- Born: 23 July 1983 (age 41) Stockport, England, UK
- Height: 6 ft 2 in (188 cm)
- Weight: 189 lb (86 kg; 13 st 7 lb)
- Position: Defence
- Shot: Right
- EPL team Former teams: Manchester Phoenix Sheffield Steelers
- National team: Great Britain
- Playing career: 2002–2016

= Mark Thomas (ice hockey) =

Mark Thomas (born 23 July 1983) is an English professional retired ice hockey defenceman who played for the Sheffield Steelers.

==Career==
Thomas began his professional career in 2002, playing for the Haringey Racers in the ENIL. Thomas took up ice hockey much later than most players but was able to thrive due to his natural talent and physical abilities. Thomas began playing junior ice hockey after watching his local team, the now defunct Manchester Storm, then playing in the ISL.

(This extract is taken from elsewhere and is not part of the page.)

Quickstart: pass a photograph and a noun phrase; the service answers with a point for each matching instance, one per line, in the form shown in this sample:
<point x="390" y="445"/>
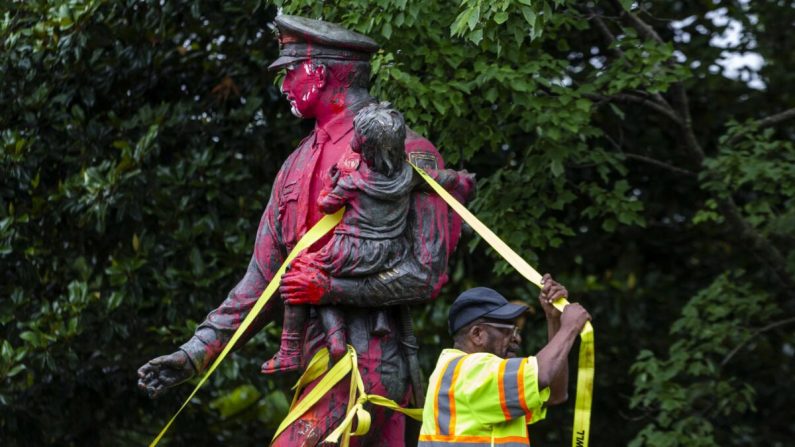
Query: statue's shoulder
<point x="422" y="152"/>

During his first season, Thomas played in 22 games and totaled 63 penalty minutes, as well as helping out the offence with seven points. For the start of the 2003–04 season, Thomas was a Telford Wildfoxes player but played just once before being traded by the Manchester Phoenix head coach, Rick Brebant, to play for the Phoenix in their debut season.

Thomas played in 52 EIHL regular season games and featured six times in the play-offs. The Phoenix organisation was suspended in 2004 due to off-ice problems. In the summer of 2004, Thomas signed with the London Racers, where he stayed for a season and a half. The Racers franchise folded mid-way through the 2005–06 season.

This mid-season move brought Thomas to sign for the Sheffield Steelers, arch-rivals of the Phoenix, whom Thomas had played for just two years earlier. Thomas established himself as a key part of the Steelers' defence and was a rare British star player surrounded by imports. It was that consistency that saw "Tomo" remain a fan favourite with the Steelers organisation for 10 seasons, and in 2015, he was rewarded with a testimonial season.

Various events were held in his testimonial year, including a testimonial match which saw many former Steelers, including Scott Basiuk and Steve Munn, return to Sheffield.

On 6 May 2015, it was announced that Thomas was returning to his hometown team, the EPL's Manchester Phoenix, whom he had previously played for in their inaugural season in 2003–04.